Redundancy / go-sync

gosync is a library for Golang styled around zsync / rsync, written with the intent that it enables efficient differential file transfer in a number of ways. NB: I am unable to contribute to this at the moment

Geek Repo:Geek Repo

Github PK Tool:Github PK Tool

Assign severities to TODO items

jsilhan opened this issue · comments

This is follow up from discussion in issue #14. Can you elaborate what go-sync is missing to be production ready regarding the stability and what are the priorities, please? How would you compare it with current version of zsync? We would like to know if we should invest resources into this technology and how many is needed. From TODO in README I would personally classify issues:

Clean up naming consistency and clarity: Block / Chunk etc
Think about turning the filechecksum into an interface

API cleanness - not related the the actual functionality, right?

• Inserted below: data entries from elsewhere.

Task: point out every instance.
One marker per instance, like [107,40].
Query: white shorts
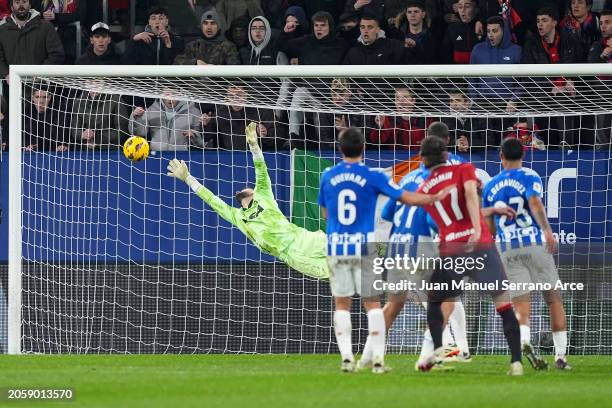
[531,264]
[422,273]
[347,276]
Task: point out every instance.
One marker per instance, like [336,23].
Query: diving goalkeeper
[260,219]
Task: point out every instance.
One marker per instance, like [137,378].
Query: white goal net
[110,256]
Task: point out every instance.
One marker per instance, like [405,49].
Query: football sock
[560,341]
[376,327]
[435,321]
[525,334]
[342,328]
[512,331]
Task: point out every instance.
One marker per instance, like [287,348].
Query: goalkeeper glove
[178,169]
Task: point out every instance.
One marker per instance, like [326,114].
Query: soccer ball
[136,148]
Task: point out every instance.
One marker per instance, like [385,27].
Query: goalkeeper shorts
[307,254]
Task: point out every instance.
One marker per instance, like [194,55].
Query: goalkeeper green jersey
[268,228]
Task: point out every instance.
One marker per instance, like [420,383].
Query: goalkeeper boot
[451,352]
[537,362]
[516,368]
[347,366]
[561,364]
[364,364]
[463,357]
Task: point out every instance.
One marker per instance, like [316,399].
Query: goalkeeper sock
[525,334]
[342,327]
[376,327]
[435,320]
[457,323]
[560,341]
[511,331]
[427,347]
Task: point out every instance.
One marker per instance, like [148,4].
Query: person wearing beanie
[212,48]
[157,44]
[230,10]
[260,50]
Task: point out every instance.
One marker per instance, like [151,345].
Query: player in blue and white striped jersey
[527,244]
[412,234]
[347,197]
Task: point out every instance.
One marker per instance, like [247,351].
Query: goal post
[207,85]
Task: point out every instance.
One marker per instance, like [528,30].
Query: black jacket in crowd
[156,53]
[110,57]
[383,51]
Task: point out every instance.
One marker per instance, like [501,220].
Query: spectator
[374,48]
[348,29]
[184,15]
[63,14]
[213,48]
[498,48]
[413,29]
[156,45]
[581,22]
[463,35]
[467,133]
[512,11]
[527,131]
[5,9]
[228,127]
[601,52]
[169,124]
[372,8]
[3,124]
[27,39]
[99,121]
[261,51]
[402,130]
[230,10]
[44,127]
[295,24]
[333,7]
[325,135]
[552,46]
[320,48]
[101,50]
[238,32]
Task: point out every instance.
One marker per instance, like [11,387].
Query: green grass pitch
[292,381]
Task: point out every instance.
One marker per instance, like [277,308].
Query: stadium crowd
[323,32]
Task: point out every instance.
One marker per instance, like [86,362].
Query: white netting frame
[559,113]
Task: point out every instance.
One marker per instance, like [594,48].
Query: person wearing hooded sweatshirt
[320,48]
[99,121]
[374,48]
[171,124]
[27,39]
[44,122]
[261,50]
[499,49]
[295,25]
[156,45]
[212,48]
[230,10]
[101,50]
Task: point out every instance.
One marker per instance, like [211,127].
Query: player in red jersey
[466,248]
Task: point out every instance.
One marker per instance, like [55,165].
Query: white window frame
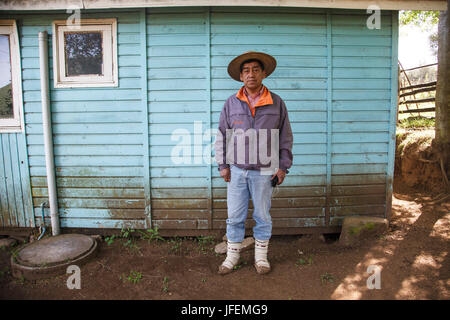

Flesh out full directory build / sync

Nice to have RFE that upper layer could take care of instead (depends on the scope of this project).

Implement 'patch' payloads from a known start point to a desired end state
Provide bandwidth limiting / monitoring as part of http blocksource

Performance on client side. I would guess medium priority.

Validate full file checksum after patching
Sequential patcher to resume after error?

These would improve the stability. Are they weak points and high priorities?

Avoid marshalling / un-marshalling blocks during checksum generation

Performance on server side. I would guess low priority.

gzip source blocks (this involves writing out a version of the file that's compressed in block-increments)

Performance on client side?

I'll go through these this weekend and try and clean up and add information.

In terms of the major blocker to production usage - as long as you're happy with the functionality available now, my biggest concern is that although the code is tested, it's not hardened against real-life issues like connection failures or data corruption, and the test cases are not extensive for a tool intended to be used across a potentially higher-latency WAN connection. It also has absolutely nothing at the moment for setting file access flags / ownership etc.

While I'm reasonably happy with the library, the CLI interface isn't in any way mature (and it might not communicate failure cases clearly or with the correct error codes).

So, I wouldn't want to currently make any guarantees on the CLI "interface", because it probably needs a lot more attention and changes, which leads me to really want to separate that into its own repository, and use vendoring to properly control the dependencies.

Ultimately, I think it would be easiest to put into production if you were willing to run rsync (potentially) redundantly against the result of gosync for a while in order to establish confidence that it was a no-op consistently.